Hacı Çubak, günümüzde önemli bir mecra haline gelen sosyal medyayı da ihmal etmemiştir. Onun tavsiyesi ile açılan Nasaat (nasihat) isimli YouTube kanalında yaptığı dersler milyonlarca kez izlenmiştir.

O, gerek yazdığı yazılar ve yaptığı konuşmalarla gerekse verdiği dersler ve fetvalarla önemli bir ihtiyacı gidermiştir. Bu faaliyetleri sayesinde binlerce insan, zihinlerindeki şüphelerden kurtulmuş ve dinini doğru bir şekilde öğrenme imkânı bulmuştur. Hacı Çubak, Kırgız halkı arasında yeni bir dinî şuurun oluşması ve insanların dinlerini doğru bir şekilde yaşamaları noktasında çok önemli bir vazife görmüştür.

Sovyetler Birliği’nin yıkılmasından sonra, kendilerini büyük bir boşluğun içerisinde bulan ve farklı ideolojilerle zihinleri kirlenen gençler, Hacı Çubak gibi âlimler sayesinde yeniden dinlerine yönelmeye ve öğrendikleri değerlere sahip çıkmaya başlamışlardır. Gençleri radikal grupların tesirinden koruma, onların şiddet sarmalında yok olup gitmelerine engel olma da onun gibi şahsiyetler sayesinde gerçekleşmiştir.

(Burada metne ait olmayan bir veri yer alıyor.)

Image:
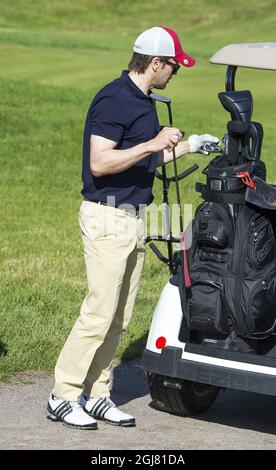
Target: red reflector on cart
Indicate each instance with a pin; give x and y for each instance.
(160, 342)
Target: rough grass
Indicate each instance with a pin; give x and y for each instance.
(54, 57)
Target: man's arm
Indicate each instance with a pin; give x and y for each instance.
(105, 159)
(194, 144)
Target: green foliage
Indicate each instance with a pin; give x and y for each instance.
(55, 55)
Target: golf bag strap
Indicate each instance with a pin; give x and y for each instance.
(213, 196)
(187, 278)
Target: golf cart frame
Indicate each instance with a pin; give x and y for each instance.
(184, 377)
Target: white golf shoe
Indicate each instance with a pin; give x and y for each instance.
(105, 410)
(70, 413)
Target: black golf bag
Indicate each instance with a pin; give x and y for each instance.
(232, 261)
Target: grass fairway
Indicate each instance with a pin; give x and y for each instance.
(54, 57)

Toplumda yer etmiş bid’at ve hurafelerin veya taassup ve yobazlığın yerine sahih dinî öğretilerin yerleştirilmesinde Hacı Çubak’ın çok büyük hizmetleri olmuştur. O, Kırgız halkının nazarını yeniden Kur’ân ve Sünnet’e çevirmiştir. İnsanların dinî ve manevî anlamda büyük bir arayış içinde oldukları bir dönemde, onları tevhid hakikatiyle tanıştırmış, onlara İslâm’ın sulh, hoşgörü, adalet, kardeşlik ve yardımlaşma gibi değerlerini sunmuştur.

Hacı Çubak’ın büyük hizmetlerinden biri de farklı toplum kesimleri ve farklı cemaatler arasında köprü vazifesi görmesidir. Onun ılımlı ve diyaloğa açık görüşleri sayesinde farklı cemaatler arasındaki ihtilaf ve anlaşmazlıklar azalmış, cemaat mensupları birbirlerine karşı daha fazla saygı göstermeye başlamışlardır.

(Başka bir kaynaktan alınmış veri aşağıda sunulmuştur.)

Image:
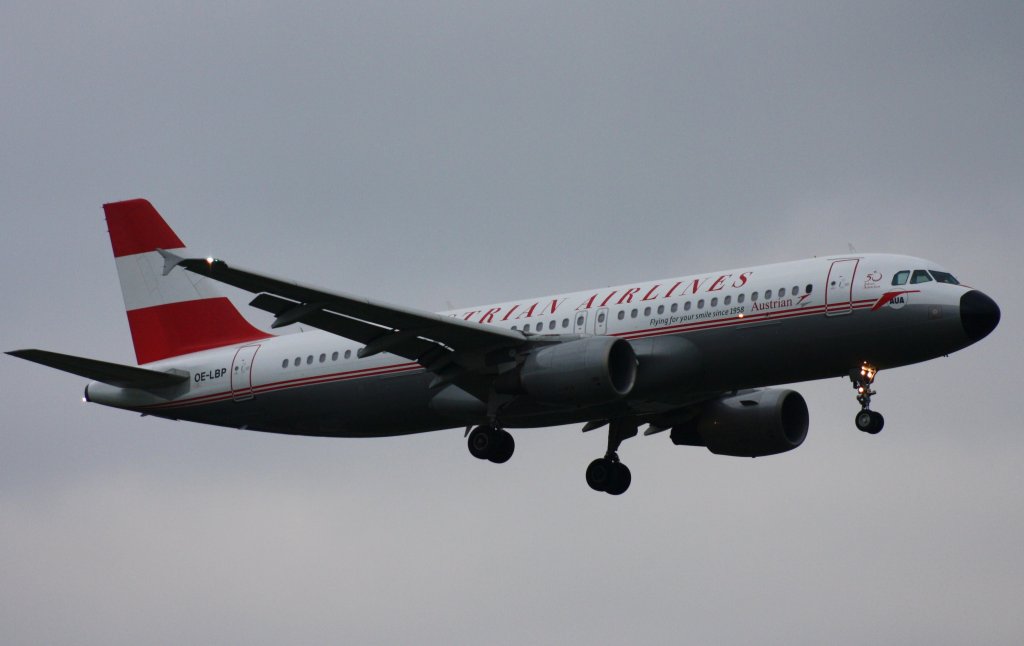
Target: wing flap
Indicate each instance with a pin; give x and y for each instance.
(113, 374)
(451, 332)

Calilov, diğer cemaatlere olan saygı ve desteğinin yanı sıra Hizmet Hareketinin Kırgızistan’daki faaliyetlerine de sahip çıkmış, özellikle son yıllardaki zor günlerinde Hizmet’in yanında durmuştur. Onun bu destek ve yardımları, Kırgız halkının da Hizmet Hareketine sahip çıkmasında etkili olmuştur.

Amerika’daki Kırgızları ziyareti sırasında muhterem Fethullah Gülen Hocaefendi’yi de ziyaret etmiştir. 15 Temmuz sürecinden sonra, Türkiye’de ve dünyada Hizmet Hareketine karşı yürütülen çalışmaların karşısında durmuş, zulmün son bulması için idarecilere çağrı yapmış ve her zaman mazlumların yanında olmuştur.

Hocaefendi’ye karşı büyük bir saygı ve sevgi besleyen Hacı Çubak Calilov, onun İnsanlığın İftihar Tablosu:Sonsuz Nur isimli kitabından bir yıl boyunca talebelerine ve halka açık dersler yapmıştır. Fethullah Gülen’in Kırgızca’ya çevrilen birçok kitabına takdim yazısı yazması da onun Hocaefendi’ye ve Hizmet Hareketine karşı duyduğu güven ve sevginin bir eseri olsa gerektir.

Cenab-ı Hakk’tan bu büyük âlime rahmet ve mağfiretiyle muamele etmesini, kıyamet gününde onu sıddıklar, şehitler ve peygamberlerle birlikte haşretmesini ve onu Firdevsiyle sevindirmesini niyaz ediyoruz.